FBAR Extension May Offer Relief for Those Holding Foreign Bank Accounts

The Department of Treasury's Financial Crimes Enforcement Network (FinCEN) has issued an additional extension on the deadline to file a Report of Foreign Bank and Financial Accounts, better known as an FBAR. According to FinCEN, this new extension applies specifically to "officers or employees of investment advisors registered with the Securities and Exchange Commission."

The extension is intended to provide administrative relief to these advisors who have signature authority over the accounts but do not hold a direct financial interest.
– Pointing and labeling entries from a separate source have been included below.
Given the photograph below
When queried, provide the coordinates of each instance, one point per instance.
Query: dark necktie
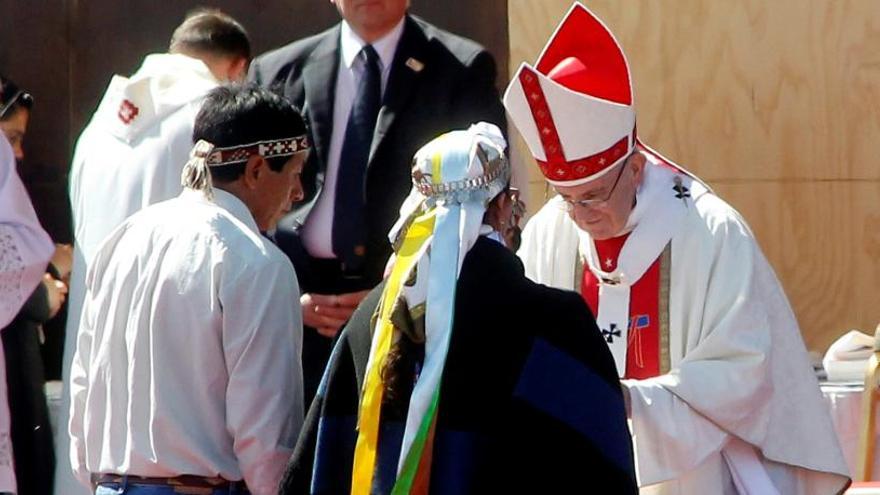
(349, 229)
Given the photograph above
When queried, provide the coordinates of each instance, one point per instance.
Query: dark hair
(211, 31)
(237, 114)
(12, 98)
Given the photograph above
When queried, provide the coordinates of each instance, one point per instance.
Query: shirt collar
(385, 46)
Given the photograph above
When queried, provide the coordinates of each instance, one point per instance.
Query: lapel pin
(414, 64)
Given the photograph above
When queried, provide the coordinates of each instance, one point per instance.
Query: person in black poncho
(457, 374)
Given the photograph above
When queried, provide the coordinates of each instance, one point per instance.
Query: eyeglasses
(571, 204)
(23, 96)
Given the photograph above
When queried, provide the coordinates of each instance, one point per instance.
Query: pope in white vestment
(723, 396)
(129, 156)
(25, 250)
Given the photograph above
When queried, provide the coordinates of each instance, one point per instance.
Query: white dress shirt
(119, 168)
(188, 355)
(318, 229)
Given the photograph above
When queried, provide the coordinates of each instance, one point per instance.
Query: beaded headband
(218, 157)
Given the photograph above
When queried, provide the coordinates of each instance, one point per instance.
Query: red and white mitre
(575, 107)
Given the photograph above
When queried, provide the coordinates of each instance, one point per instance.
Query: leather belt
(185, 484)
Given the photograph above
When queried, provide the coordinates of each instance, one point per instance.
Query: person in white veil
(25, 250)
(457, 371)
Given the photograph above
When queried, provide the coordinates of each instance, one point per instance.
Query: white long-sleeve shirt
(129, 156)
(188, 354)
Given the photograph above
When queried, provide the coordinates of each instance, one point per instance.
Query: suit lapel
(319, 77)
(409, 60)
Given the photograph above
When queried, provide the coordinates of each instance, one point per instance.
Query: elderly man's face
(278, 191)
(607, 218)
(372, 19)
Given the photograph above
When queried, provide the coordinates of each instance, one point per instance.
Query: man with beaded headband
(721, 392)
(187, 372)
(457, 374)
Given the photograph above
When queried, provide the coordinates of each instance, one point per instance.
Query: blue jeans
(134, 488)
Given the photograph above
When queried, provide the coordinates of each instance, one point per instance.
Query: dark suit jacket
(454, 88)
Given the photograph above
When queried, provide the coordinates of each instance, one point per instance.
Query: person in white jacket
(187, 375)
(25, 250)
(722, 396)
(131, 154)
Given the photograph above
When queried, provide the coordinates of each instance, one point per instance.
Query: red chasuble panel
(643, 348)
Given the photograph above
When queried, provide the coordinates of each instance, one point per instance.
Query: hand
(62, 260)
(57, 292)
(327, 313)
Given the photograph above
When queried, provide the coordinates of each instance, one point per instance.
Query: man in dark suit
(431, 81)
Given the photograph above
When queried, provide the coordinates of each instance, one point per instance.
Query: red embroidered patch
(127, 112)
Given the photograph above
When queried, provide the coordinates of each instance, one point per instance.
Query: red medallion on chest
(643, 347)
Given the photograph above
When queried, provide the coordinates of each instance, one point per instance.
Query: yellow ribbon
(371, 404)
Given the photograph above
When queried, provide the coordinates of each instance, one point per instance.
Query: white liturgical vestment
(129, 156)
(188, 355)
(25, 250)
(740, 406)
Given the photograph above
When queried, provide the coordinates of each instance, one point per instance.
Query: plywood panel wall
(775, 104)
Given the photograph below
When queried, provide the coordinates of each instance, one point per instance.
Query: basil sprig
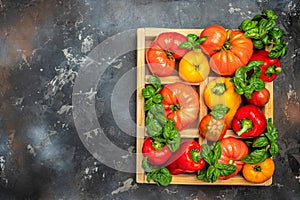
(264, 146)
(213, 169)
(160, 176)
(158, 127)
(263, 32)
(245, 84)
The extension applies to FBARs for the calendar year 2010 and 2009 or earlier if properly deferred.

This is not the first form of relief offered by FinCEN to those who failed to properly file an FBAR. In 2003, FinCEN agreed not to apply civil penalties to taxpayers for the failure to file a timely FBAR, and foreign residents who were unaware of their citizenship status in the United States were offered a five percent reduction in FBAR-related penalties in 2011.

These incentives were designed to encourage prompt disclosure of foreign accounts, thus helping the government identify persons who may be using foreign financial accounts to evade federal tax laws. As a result, certain individuals and organizations are legally required to disclose foreign financial accounts.

FBAR Criteria: Who is Required to File?

Any resident, citizen or entity in the United States must file an FBAR if they meet the following criteria:

  • Financial interest in or signature authority over a foreign account
  • Aggregate value of all foreign accounts is over $10,000

Steep civil and criminal penalties can apply if an FBAR was required but not filed. The penalties vary depending on whether the person in violation is found to have willfully or negligently failed to file the documents, but monetary penalties can range from $10,000 to $100,000 for each year that an FBAR was not filed.

There are a wide range of exceptions to the filing requirement, including IRA owners, foreign financial accounts owned jointly by spouses and trust beneficiaries. Determining whether a foreign financial account qualifies and efficiently disclosing it if necessary can be difficult.

If you have a foreign account and need to know whether or not you should have filed an FBAR, it is wise to seek the counsel of an experienced offshore tax issues attorney to help mitigate the risk of criminal and civil penalties.